Perhaps if the discussions in section 2 were introduced with the conclusions of last paragraph of section 2.3 it would ease the assumptions being made during the classification. For example, that Legal Case Ontology is "document-centric" in the discussion, while then in Table 1 it is classified in different types.
- Section 3: There is a general lack of references in section 3.1, in particular, on the statements regarding the choices during the Akoma Ntoso project.
Description of technical specifications and modeling decisions and conceptualizations are intertwined, also in section 4.
- Section 5: While a large portion of the paper has been dedicated to the description of legal ontologies and Akoma Ntoso specifications, very little is provided with regards to the ALLOT ontology and its modeling decisions. Section 5.2, the description of the implementation layer is, in particular, very scarce. An example is provided, but not a full specification of the modeling strategy and evaluation results.
This is also applicable to Sections 6.1. and 6.2. For example, tables showing the mappings, beyond the examples provided, would be appreciated.
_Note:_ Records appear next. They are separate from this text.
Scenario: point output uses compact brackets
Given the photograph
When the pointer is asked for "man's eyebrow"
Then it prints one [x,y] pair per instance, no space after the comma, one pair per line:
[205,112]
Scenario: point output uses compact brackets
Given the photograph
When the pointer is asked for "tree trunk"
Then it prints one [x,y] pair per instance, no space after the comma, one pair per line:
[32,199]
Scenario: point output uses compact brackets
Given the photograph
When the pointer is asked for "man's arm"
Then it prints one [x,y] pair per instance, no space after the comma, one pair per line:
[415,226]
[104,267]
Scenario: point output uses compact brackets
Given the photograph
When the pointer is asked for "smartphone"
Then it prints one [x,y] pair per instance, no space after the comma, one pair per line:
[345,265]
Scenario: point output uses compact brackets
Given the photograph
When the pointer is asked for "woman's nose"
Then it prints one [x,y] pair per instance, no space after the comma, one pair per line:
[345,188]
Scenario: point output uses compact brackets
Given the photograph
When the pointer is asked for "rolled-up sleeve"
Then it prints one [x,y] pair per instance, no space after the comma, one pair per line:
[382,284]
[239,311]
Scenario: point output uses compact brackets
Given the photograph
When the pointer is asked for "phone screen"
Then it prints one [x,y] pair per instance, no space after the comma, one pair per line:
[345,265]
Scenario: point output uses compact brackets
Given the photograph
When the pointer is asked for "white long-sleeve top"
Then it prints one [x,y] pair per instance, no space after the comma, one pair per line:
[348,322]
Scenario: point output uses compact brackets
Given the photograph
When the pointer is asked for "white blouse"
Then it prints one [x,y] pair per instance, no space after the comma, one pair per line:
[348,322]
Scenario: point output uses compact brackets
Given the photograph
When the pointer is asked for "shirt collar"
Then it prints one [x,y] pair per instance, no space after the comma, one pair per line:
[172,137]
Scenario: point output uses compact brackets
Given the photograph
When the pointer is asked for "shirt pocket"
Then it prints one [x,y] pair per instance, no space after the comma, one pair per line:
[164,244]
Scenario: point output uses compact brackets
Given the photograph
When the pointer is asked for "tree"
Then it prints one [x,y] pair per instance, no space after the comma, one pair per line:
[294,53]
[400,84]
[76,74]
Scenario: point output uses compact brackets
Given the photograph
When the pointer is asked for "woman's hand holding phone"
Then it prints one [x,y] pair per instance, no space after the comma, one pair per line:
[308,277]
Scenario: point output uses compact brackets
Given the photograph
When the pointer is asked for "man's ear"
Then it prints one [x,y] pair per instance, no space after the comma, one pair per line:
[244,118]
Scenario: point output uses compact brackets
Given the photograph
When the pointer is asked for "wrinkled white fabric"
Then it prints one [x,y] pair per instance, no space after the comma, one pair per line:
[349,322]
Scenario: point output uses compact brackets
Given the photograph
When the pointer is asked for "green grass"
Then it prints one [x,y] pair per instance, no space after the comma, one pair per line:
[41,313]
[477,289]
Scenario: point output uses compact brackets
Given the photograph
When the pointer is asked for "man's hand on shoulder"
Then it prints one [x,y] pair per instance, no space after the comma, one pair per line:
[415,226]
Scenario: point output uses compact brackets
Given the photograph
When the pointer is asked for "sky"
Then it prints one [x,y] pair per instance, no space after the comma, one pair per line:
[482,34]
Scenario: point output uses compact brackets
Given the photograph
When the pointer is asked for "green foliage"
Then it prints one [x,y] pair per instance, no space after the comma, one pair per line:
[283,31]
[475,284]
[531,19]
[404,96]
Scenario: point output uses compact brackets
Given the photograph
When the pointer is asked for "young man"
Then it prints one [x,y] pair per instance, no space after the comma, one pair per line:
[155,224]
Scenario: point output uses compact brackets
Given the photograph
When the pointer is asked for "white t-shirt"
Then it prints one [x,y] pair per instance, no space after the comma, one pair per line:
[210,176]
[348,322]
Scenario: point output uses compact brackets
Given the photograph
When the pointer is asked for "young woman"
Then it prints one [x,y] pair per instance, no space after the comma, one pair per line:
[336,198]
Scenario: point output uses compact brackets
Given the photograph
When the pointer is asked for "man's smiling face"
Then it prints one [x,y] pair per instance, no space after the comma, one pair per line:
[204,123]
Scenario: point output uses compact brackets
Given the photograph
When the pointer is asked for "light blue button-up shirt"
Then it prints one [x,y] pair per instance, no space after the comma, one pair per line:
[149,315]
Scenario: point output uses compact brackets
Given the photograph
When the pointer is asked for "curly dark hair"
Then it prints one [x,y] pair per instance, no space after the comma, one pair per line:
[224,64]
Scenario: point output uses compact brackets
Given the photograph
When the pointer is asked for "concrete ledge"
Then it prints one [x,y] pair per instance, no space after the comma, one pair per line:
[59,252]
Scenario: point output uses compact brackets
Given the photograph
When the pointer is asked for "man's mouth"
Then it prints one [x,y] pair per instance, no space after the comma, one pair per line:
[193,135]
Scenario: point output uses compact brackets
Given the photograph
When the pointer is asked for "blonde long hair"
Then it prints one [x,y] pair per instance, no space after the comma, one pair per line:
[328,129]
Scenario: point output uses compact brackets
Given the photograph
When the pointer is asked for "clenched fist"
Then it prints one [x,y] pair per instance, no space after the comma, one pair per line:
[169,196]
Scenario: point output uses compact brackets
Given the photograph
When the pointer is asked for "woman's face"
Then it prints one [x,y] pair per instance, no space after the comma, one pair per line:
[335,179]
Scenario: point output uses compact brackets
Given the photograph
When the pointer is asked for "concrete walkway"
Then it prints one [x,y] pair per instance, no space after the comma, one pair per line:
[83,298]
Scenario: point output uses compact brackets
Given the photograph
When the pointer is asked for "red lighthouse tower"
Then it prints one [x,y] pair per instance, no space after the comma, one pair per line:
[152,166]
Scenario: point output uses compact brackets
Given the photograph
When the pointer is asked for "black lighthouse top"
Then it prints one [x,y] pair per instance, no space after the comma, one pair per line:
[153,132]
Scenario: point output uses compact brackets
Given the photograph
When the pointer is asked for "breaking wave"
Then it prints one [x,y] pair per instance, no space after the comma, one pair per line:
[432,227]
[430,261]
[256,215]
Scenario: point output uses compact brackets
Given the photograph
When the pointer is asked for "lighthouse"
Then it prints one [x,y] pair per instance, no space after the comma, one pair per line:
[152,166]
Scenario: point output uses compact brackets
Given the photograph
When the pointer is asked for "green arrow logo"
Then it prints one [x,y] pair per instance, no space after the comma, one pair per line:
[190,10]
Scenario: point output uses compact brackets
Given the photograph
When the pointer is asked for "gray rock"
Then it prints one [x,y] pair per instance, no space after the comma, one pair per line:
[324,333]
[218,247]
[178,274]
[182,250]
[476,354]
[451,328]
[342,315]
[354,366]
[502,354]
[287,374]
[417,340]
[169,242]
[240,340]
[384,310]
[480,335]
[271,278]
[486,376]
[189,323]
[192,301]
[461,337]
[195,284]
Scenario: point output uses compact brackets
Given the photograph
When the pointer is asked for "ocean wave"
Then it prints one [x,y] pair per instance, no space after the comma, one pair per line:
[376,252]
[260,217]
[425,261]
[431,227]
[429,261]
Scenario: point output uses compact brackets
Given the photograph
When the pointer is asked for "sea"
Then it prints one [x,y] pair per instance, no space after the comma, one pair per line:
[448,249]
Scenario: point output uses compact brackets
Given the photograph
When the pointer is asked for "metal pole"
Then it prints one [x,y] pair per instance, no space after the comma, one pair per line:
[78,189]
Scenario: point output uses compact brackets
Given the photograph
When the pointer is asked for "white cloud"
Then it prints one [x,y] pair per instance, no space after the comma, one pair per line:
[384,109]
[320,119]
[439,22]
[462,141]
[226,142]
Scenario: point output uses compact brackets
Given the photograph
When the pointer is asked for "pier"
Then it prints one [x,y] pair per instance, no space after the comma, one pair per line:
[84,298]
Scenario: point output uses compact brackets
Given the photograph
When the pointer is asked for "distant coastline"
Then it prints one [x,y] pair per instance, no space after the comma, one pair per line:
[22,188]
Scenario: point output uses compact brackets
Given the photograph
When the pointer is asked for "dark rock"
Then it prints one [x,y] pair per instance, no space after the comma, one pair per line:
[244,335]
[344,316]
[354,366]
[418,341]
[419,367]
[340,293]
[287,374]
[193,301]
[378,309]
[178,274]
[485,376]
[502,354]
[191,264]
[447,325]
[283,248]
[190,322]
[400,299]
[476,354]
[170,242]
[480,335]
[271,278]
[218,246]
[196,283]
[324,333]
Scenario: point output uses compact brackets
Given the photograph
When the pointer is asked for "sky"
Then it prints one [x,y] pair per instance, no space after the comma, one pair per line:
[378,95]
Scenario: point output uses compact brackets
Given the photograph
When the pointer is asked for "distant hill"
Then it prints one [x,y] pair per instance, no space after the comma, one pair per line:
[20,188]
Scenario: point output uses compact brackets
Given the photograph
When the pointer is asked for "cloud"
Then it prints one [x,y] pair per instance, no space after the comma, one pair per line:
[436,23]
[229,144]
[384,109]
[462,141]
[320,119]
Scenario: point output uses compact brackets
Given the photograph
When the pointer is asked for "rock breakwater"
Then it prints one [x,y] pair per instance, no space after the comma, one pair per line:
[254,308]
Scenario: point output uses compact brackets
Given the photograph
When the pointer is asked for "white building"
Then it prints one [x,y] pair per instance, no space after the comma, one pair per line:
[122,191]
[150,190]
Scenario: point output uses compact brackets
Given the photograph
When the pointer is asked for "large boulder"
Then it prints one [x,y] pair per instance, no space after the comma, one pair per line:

The description of the ontologies being mapped should also be improved.
- Section 7: The legal ontology "flaws" should be specified (section 6 deals with two ontologies, generalization should be explained). In the same line, the recommendation on OntolClean and legal design patterns as methodological approaches should be further explained. Best practices, as generalized from the different sections presented, should not be presented as conclusions without proper explanation.

Some typos:

p2. "advices" - "advice"
p8. "many of the existing ontology" - "many of the existing ontologies"
p12. "the resources they references" - "the resources they reference"
p.21 "deal with memberships" - "deals with memberships"
p.21 "First of all, the ontology and the mixes the concept of person with that of role" - "First of all, the ontology mixes the concept of person with that of role"

Solicited review by anonymous reviewer:

The paper is well written and the presented work is justified. In order to improve the paper, I would recommend:
- To better explain the relevance of the work; i.e., although the authors do justify the context of their work, it would be better to add some explanations about why this is a step forward and for what purpose.
- In section 6, the presented alignments could be better justified; i.e., why are exactly these specific alignments explained.

There are some english language typos.